= Guangzhou Science City =

Area of Guangzhou, China

Guangzhou Science City (GSC; 广州科学城 (Guǎngzhōu Kēxué Chéng)) is a technology center developed with support from the Guangzhou government. It has emerged from the first-ever use of strategic urban planning in China. It integrates industrial, urban residential and commercial areas, forming one of the sub-urban centres within the polycentric metropolis of Guangzhou.

The Guangzhou municipal government continues to invest in the city and advocates R&D in IT sector and outsourcing industry.

==Location==
GSC is located in the west of Huangpu District of Guangzhou, right above Guangzhou High-tech Industrial Development Zone.

== History ==
The reasons for the establishment of GSC go back all to way to the 1990s.

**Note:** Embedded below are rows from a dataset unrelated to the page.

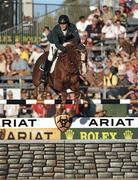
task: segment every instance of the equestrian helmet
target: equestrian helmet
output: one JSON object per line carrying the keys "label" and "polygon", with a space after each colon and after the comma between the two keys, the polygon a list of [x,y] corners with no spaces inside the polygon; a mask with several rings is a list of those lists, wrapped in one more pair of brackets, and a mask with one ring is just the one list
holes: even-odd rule
{"label": "equestrian helmet", "polygon": [[69,24],[69,17],[67,15],[61,15],[58,19],[59,24]]}

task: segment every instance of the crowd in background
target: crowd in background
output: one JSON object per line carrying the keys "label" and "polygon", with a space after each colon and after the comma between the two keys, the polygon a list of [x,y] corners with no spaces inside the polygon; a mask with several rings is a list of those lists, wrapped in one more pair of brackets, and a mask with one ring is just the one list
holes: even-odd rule
{"label": "crowd in background", "polygon": [[[115,11],[107,4],[103,4],[101,9],[90,6],[90,11],[88,17],[82,15],[76,22],[81,42],[86,45],[88,51],[85,77],[90,87],[106,88],[106,96],[110,99],[137,99],[138,2],[120,0],[120,6]],[[44,27],[40,42],[42,46],[49,44],[49,31],[49,27]],[[115,48],[105,51],[104,54],[101,50],[93,50],[94,47],[106,46],[105,41],[109,41],[110,46],[110,42],[114,40]],[[30,40],[25,45],[16,42],[14,48],[6,46],[5,50],[0,52],[0,76],[31,75],[35,62],[42,54],[43,49],[32,44]],[[97,94],[94,94],[94,98]],[[53,98],[52,95],[49,98]],[[55,113],[53,105],[33,105],[26,108],[24,110],[24,107],[20,107],[18,116],[24,114],[23,112],[30,114],[30,111],[31,116],[49,116],[51,111]],[[36,112],[38,109],[41,112]],[[138,107],[132,109],[138,112]]]}

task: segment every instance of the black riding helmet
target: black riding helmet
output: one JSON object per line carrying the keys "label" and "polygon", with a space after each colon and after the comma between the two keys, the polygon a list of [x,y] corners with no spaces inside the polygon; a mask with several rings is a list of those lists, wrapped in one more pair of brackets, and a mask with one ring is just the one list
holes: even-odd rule
{"label": "black riding helmet", "polygon": [[69,17],[67,15],[61,15],[58,19],[59,24],[69,24]]}

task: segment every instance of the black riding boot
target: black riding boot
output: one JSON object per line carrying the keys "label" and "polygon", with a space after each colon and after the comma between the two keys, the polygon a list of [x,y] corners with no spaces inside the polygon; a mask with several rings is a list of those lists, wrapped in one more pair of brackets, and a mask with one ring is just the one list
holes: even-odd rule
{"label": "black riding boot", "polygon": [[46,59],[44,66],[41,66],[41,69],[43,68],[42,75],[41,75],[41,82],[43,83],[47,82],[51,65],[52,65],[52,61],[49,61],[48,59]]}

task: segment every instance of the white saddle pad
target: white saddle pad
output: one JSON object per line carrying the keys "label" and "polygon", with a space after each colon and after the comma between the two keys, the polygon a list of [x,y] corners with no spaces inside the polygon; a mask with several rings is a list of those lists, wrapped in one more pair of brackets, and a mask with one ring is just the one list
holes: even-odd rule
{"label": "white saddle pad", "polygon": [[56,59],[54,60],[52,66],[51,66],[51,69],[50,69],[50,74],[53,73],[54,69],[55,69],[55,66],[56,66],[56,63],[57,63],[57,59],[58,59],[58,56],[56,57]]}

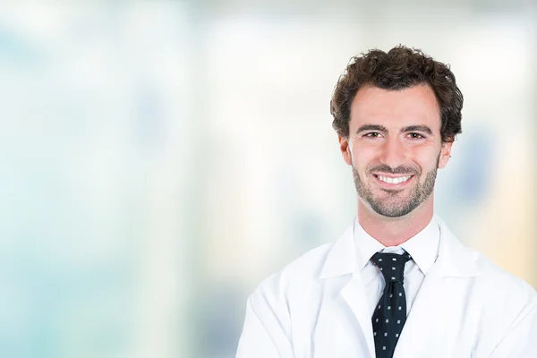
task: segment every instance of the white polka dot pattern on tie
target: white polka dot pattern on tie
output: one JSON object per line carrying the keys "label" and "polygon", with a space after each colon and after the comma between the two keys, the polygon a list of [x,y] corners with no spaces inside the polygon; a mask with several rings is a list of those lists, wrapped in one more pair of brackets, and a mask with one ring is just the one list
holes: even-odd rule
{"label": "white polka dot pattern on tie", "polygon": [[[376,253],[372,261],[379,267],[386,286],[371,317],[376,358],[392,358],[406,320],[406,297],[403,286],[408,255]],[[386,268],[386,269],[384,269]],[[396,309],[392,310],[392,307]],[[377,333],[381,332],[379,335]]]}

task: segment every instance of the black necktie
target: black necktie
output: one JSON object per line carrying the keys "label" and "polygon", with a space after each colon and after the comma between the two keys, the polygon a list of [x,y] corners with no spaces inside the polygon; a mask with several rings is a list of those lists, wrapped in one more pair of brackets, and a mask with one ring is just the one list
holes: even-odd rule
{"label": "black necktie", "polygon": [[406,321],[406,296],[403,286],[405,264],[411,260],[408,253],[377,252],[371,261],[380,268],[386,280],[382,296],[375,307],[373,336],[377,358],[391,358]]}

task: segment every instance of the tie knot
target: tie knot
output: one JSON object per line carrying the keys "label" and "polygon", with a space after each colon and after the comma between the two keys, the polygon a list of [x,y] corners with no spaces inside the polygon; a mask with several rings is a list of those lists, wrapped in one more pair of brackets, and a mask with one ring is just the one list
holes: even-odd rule
{"label": "tie knot", "polygon": [[371,261],[380,268],[386,283],[400,282],[403,283],[405,275],[405,264],[412,257],[405,252],[402,255],[390,252],[377,252],[371,258]]}

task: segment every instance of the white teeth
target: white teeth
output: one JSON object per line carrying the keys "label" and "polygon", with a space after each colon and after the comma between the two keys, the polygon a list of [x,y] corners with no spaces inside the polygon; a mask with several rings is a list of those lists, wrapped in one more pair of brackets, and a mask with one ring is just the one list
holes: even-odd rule
{"label": "white teeth", "polygon": [[412,175],[400,176],[398,178],[388,178],[388,176],[379,175],[379,179],[380,179],[384,183],[388,183],[390,184],[398,184],[400,183],[406,182],[408,179],[410,179],[411,176]]}

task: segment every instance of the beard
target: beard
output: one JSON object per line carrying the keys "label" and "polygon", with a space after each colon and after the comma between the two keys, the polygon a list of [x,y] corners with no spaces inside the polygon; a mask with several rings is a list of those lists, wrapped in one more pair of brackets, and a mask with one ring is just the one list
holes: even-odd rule
{"label": "beard", "polygon": [[[439,154],[435,167],[427,173],[425,181],[420,183],[419,180],[417,180],[414,186],[410,189],[411,192],[409,197],[401,196],[401,192],[403,192],[403,190],[381,189],[382,192],[388,196],[388,198],[375,197],[371,188],[360,179],[360,175],[353,165],[353,178],[354,180],[356,192],[358,193],[358,196],[362,198],[363,201],[368,203],[376,213],[388,217],[404,217],[425,201],[434,190],[439,161],[440,154]],[[386,165],[374,166],[369,169],[368,173],[371,174],[373,171],[389,173],[392,175],[412,174],[416,176],[416,179],[418,179],[418,176],[422,174],[420,171],[416,171],[412,167],[398,166],[396,169],[391,169]]]}

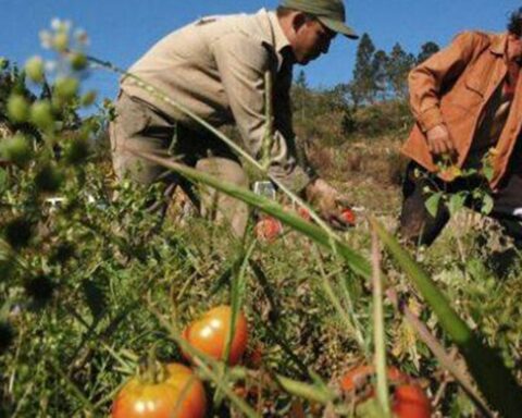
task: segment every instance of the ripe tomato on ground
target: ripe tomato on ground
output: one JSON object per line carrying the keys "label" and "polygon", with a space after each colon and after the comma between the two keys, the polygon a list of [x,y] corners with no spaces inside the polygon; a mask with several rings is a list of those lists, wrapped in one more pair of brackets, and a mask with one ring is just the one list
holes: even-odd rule
{"label": "ripe tomato on ground", "polygon": [[265,217],[258,221],[253,232],[258,239],[272,242],[283,232],[283,225],[275,218]]}
{"label": "ripe tomato on ground", "polygon": [[[395,367],[387,370],[390,386],[391,410],[399,418],[430,418],[432,405],[424,391],[408,374]],[[340,389],[356,396],[356,403],[362,404],[375,396],[373,382],[375,368],[363,365],[349,370],[340,379]]]}
{"label": "ripe tomato on ground", "polygon": [[112,418],[203,418],[201,381],[179,364],[162,365],[156,378],[132,378],[112,405]]}
{"label": "ripe tomato on ground", "polygon": [[350,225],[356,224],[356,213],[349,208],[345,208],[340,211],[340,218]]}
{"label": "ripe tomato on ground", "polygon": [[[207,355],[222,359],[226,348],[226,337],[231,328],[232,308],[223,305],[207,311],[199,320],[190,323],[183,337],[195,348]],[[245,315],[239,311],[234,329],[234,339],[228,354],[228,364],[236,365],[241,359],[248,343],[248,323]],[[185,354],[190,358],[189,355]]]}

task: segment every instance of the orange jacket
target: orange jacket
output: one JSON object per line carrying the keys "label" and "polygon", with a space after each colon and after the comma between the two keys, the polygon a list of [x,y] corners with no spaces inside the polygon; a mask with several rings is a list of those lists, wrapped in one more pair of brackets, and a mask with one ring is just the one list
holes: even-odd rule
{"label": "orange jacket", "polygon": [[[464,32],[451,45],[410,72],[410,106],[415,126],[402,152],[427,170],[437,172],[425,133],[444,123],[462,167],[482,120],[485,106],[508,72],[508,33]],[[522,124],[522,77],[519,77],[506,125],[493,152],[495,189],[506,174]],[[447,173],[438,173],[446,181]]]}

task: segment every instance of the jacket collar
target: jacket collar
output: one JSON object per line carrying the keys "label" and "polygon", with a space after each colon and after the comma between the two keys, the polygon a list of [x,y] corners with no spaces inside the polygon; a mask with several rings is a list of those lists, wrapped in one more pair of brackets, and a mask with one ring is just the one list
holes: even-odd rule
{"label": "jacket collar", "polygon": [[504,56],[506,53],[506,44],[508,42],[508,33],[492,35],[492,44],[489,50],[497,56]]}

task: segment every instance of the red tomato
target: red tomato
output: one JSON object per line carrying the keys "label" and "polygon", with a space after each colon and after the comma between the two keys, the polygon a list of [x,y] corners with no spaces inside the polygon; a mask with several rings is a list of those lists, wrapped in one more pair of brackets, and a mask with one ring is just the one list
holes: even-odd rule
{"label": "red tomato", "polygon": [[203,418],[207,397],[201,381],[179,364],[164,366],[165,378],[130,379],[112,405],[112,418]]}
{"label": "red tomato", "polygon": [[[375,396],[372,379],[375,376],[373,366],[359,366],[348,371],[340,379],[340,388],[345,392],[352,392],[357,395],[359,403]],[[393,386],[391,410],[399,418],[430,418],[432,406],[430,399],[422,389],[413,380],[400,372],[397,368],[390,367],[387,371],[388,383]],[[366,391],[361,391],[364,386]]]}
{"label": "red tomato", "polygon": [[356,224],[356,213],[349,208],[345,208],[340,211],[340,218],[348,224]]}
{"label": "red tomato", "polygon": [[283,225],[275,218],[266,217],[256,224],[253,232],[258,239],[271,242],[283,232]]}
{"label": "red tomato", "polygon": [[[219,306],[209,310],[203,317],[194,321],[183,332],[183,337],[195,348],[220,360],[226,348],[226,336],[231,327],[232,308]],[[231,344],[228,364],[236,365],[240,359],[248,342],[248,324],[243,312],[239,312]],[[186,357],[189,358],[188,355]]]}
{"label": "red tomato", "polygon": [[297,208],[297,213],[306,221],[310,221],[312,219],[312,217],[310,216],[310,211],[307,208],[303,208],[302,206],[299,206]]}

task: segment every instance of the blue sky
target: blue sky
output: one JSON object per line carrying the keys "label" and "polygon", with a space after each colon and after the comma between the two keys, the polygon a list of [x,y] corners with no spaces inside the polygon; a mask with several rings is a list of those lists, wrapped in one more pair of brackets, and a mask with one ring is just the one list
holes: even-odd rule
{"label": "blue sky", "polygon": [[[0,56],[24,63],[41,54],[38,32],[53,17],[71,20],[87,30],[89,53],[126,67],[171,30],[207,14],[274,9],[277,0],[0,0]],[[517,0],[345,0],[347,21],[369,33],[376,48],[395,42],[409,52],[433,40],[440,46],[464,29],[502,32]],[[337,37],[327,56],[302,67],[313,87],[348,82],[357,41]],[[101,97],[117,90],[114,74],[97,72],[88,81]]]}

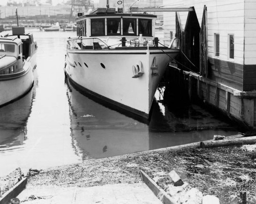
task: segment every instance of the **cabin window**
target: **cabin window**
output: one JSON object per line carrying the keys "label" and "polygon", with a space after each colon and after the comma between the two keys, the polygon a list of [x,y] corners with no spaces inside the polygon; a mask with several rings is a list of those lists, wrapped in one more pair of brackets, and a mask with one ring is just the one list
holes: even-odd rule
{"label": "cabin window", "polygon": [[228,35],[228,58],[234,58],[234,35]]}
{"label": "cabin window", "polygon": [[215,54],[216,56],[220,56],[220,34],[215,34]]}
{"label": "cabin window", "polygon": [[82,35],[82,27],[81,20],[76,22],[76,34],[77,36],[81,36]]}
{"label": "cabin window", "polygon": [[91,28],[92,36],[105,35],[105,19],[91,19]]}
{"label": "cabin window", "polygon": [[108,18],[106,19],[108,35],[120,34],[121,18]]}
{"label": "cabin window", "polygon": [[123,18],[123,35],[136,35],[136,19]]}
{"label": "cabin window", "polygon": [[82,35],[83,36],[86,36],[86,20],[84,20],[83,21],[83,34]]}
{"label": "cabin window", "polygon": [[139,34],[144,36],[152,36],[152,20],[139,19]]}
{"label": "cabin window", "polygon": [[0,52],[14,53],[15,50],[14,44],[0,43]]}
{"label": "cabin window", "polygon": [[76,22],[76,35],[79,35],[79,22]]}

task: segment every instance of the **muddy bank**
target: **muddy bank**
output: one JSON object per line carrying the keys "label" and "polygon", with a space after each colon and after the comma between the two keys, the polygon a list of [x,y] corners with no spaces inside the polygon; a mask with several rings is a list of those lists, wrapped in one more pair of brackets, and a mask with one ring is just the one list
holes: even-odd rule
{"label": "muddy bank", "polygon": [[[255,145],[201,148],[199,144],[49,169],[30,176],[27,186],[86,187],[136,183],[141,182],[140,170],[152,178],[159,172],[164,174],[175,170],[183,181],[203,195],[216,196],[221,203],[240,203],[242,193],[246,193],[247,203],[256,202]],[[158,184],[164,188],[163,182]]]}

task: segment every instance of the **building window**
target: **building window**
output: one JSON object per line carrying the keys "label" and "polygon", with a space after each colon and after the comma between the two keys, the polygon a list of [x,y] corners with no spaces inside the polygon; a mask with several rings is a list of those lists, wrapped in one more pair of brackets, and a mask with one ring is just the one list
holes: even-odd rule
{"label": "building window", "polygon": [[228,58],[234,58],[234,35],[228,35]]}
{"label": "building window", "polygon": [[105,19],[96,18],[91,19],[91,36],[105,35]]}
{"label": "building window", "polygon": [[216,56],[220,56],[220,34],[215,34],[215,54]]}

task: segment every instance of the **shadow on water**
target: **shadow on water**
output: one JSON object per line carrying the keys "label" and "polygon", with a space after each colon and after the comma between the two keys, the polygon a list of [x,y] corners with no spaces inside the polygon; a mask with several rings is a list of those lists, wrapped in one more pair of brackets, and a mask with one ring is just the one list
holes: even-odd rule
{"label": "shadow on water", "polygon": [[[34,76],[36,78],[36,70]],[[1,148],[22,145],[27,140],[27,124],[31,113],[36,83],[35,79],[34,85],[27,94],[0,108],[0,151]]]}
{"label": "shadow on water", "polygon": [[68,79],[71,135],[83,160],[102,158],[231,135],[237,130],[199,106],[180,111],[155,100],[151,119],[143,123],[89,98]]}

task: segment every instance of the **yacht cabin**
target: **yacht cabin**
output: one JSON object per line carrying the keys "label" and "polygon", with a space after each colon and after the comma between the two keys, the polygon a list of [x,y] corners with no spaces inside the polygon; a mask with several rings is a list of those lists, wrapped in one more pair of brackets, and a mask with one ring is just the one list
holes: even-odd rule
{"label": "yacht cabin", "polygon": [[115,8],[98,8],[91,13],[82,15],[78,13],[76,19],[78,36],[120,37],[155,36],[156,15],[123,13],[116,12]]}

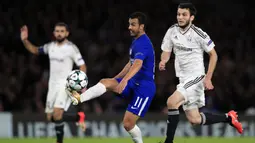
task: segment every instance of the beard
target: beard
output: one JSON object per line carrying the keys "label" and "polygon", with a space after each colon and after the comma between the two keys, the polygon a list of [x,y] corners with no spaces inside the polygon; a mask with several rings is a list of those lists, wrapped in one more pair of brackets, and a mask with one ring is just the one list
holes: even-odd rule
{"label": "beard", "polygon": [[188,20],[184,25],[180,25],[180,24],[178,24],[178,25],[180,28],[185,29],[189,26],[189,24],[190,24],[190,20]]}
{"label": "beard", "polygon": [[57,41],[58,43],[62,43],[63,41],[65,41],[65,39],[66,39],[66,37],[64,37],[64,38],[58,37],[58,38],[56,38],[56,41]]}

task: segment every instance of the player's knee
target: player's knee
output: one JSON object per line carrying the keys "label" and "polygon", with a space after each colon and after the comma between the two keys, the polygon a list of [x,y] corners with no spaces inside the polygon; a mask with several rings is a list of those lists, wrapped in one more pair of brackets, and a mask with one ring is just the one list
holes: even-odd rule
{"label": "player's knee", "polygon": [[63,112],[59,110],[55,110],[53,113],[53,119],[54,121],[58,121],[62,119]]}
{"label": "player's knee", "polygon": [[130,131],[131,129],[133,129],[135,127],[135,123],[130,120],[126,120],[126,121],[124,120],[123,126],[126,131]]}

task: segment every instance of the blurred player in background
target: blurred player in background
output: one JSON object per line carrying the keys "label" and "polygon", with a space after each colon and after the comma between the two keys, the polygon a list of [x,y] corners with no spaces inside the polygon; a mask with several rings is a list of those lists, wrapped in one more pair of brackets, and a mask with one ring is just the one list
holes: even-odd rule
{"label": "blurred player in background", "polygon": [[68,41],[69,29],[65,23],[57,23],[54,29],[55,41],[37,47],[28,40],[28,28],[21,28],[21,40],[32,54],[48,54],[50,60],[50,78],[45,112],[47,119],[55,123],[57,143],[63,142],[64,121],[76,121],[85,130],[83,112],[64,114],[70,106],[71,99],[65,92],[65,82],[73,69],[73,63],[86,72],[85,62],[75,44]]}
{"label": "blurred player in background", "polygon": [[[183,106],[186,117],[193,125],[210,125],[229,123],[239,133],[243,132],[242,124],[237,120],[235,111],[227,114],[199,113],[205,105],[204,88],[212,90],[212,76],[217,63],[214,43],[192,21],[196,9],[191,3],[181,3],[177,11],[178,24],[171,26],[163,39],[159,70],[165,70],[172,49],[175,54],[176,76],[179,78],[177,90],[168,98],[167,138],[165,143],[173,143],[175,130],[179,122],[179,106]],[[205,74],[204,51],[210,57],[208,71]]]}
{"label": "blurred player in background", "polygon": [[131,14],[128,29],[134,39],[129,49],[130,60],[126,66],[114,78],[100,80],[81,95],[73,92],[73,97],[80,102],[99,97],[106,91],[119,93],[123,98],[131,97],[123,124],[135,143],[143,142],[141,130],[136,122],[146,114],[156,92],[154,48],[145,33],[145,26],[145,14],[141,12]]}

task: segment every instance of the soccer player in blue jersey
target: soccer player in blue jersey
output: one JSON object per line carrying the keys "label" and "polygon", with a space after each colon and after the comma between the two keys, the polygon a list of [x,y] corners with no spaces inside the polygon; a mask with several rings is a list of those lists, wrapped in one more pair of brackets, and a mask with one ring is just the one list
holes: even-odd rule
{"label": "soccer player in blue jersey", "polygon": [[[126,131],[132,136],[135,143],[142,143],[142,134],[136,125],[137,120],[148,111],[155,95],[154,83],[154,48],[151,40],[145,33],[146,16],[135,12],[129,17],[129,31],[134,38],[129,49],[130,60],[123,70],[114,78],[102,79],[95,86],[79,95],[72,92],[71,98],[85,102],[99,97],[106,91],[119,93],[121,97],[131,97],[123,119]],[[71,94],[70,94],[71,95]]]}

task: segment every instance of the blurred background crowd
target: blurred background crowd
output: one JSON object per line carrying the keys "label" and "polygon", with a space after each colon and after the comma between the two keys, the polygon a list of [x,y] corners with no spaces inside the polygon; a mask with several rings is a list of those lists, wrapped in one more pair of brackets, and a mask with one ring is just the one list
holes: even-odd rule
{"label": "blurred background crowd", "polygon": [[[254,114],[255,56],[254,14],[249,2],[238,0],[192,1],[198,15],[194,24],[216,44],[219,60],[213,77],[215,89],[206,91],[206,108],[215,112],[236,109]],[[128,61],[131,37],[128,16],[142,11],[149,17],[147,34],[156,52],[156,97],[151,112],[165,112],[166,99],[178,83],[173,60],[159,72],[160,45],[167,29],[176,22],[179,0],[22,0],[0,2],[0,111],[44,112],[49,78],[47,55],[30,54],[20,40],[20,27],[29,29],[29,40],[42,45],[52,40],[54,24],[70,26],[69,39],[80,49],[87,67],[89,86],[112,77]],[[206,65],[208,56],[205,54]],[[106,93],[82,104],[98,114],[124,111],[127,101]],[[253,112],[252,112],[253,111]]]}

During this time, China's political system became more decentralized, giving its cities more room to manoeuvre and engage in detailed decision making. Since local officials were evaluated on indicators such as economic growth, cities began to grow more competitive. Initiatives for developing urban centres explicitly designed as environments suitable to technology-intensive companies sprung up all over the country. Although the first national-level High-Tech Industrial Development Zone was started in Guangzhou in 1991, high-tech output remained insufficient throughout the 1990s. In an effort to draw in human capital and more advanced technologies, plans for the Guangzhou Science City were formally announced in the year 2000.

These plans for the GSC were part of the larger "Concept Plan" for Guangzhou. As the old modus operandi of urban master planning became increasingly unattractive and regarded as inefficient, strategic urban planning became the model of choice for the Guangzhou government. With its focus on spatial planning and city marketing, the approach appeared more suited to solve the challenges of rapid urban growth and inter-city competition.

Although the "Concept Plan" was announced in 2000, the idea for the GSC had been in the making much longer. First conceived by the municipal government in 1992, the State Scientific and Technological Commission only approved the project in 1995. While the first plan focused on mostly industrial areas, the second and third plans (1998 and 2000) emphasised the integration of living, commerce and business incubation areas. Construction began in 2000, but the municipal government adjusted the plan almost annually. In 2010, the emphasis had shifted mainly towards innovation and dynamic synergies between cluster members. Since then, the focus of the GSC has been on electronic information, biological, pharmaceutical and environmental industries.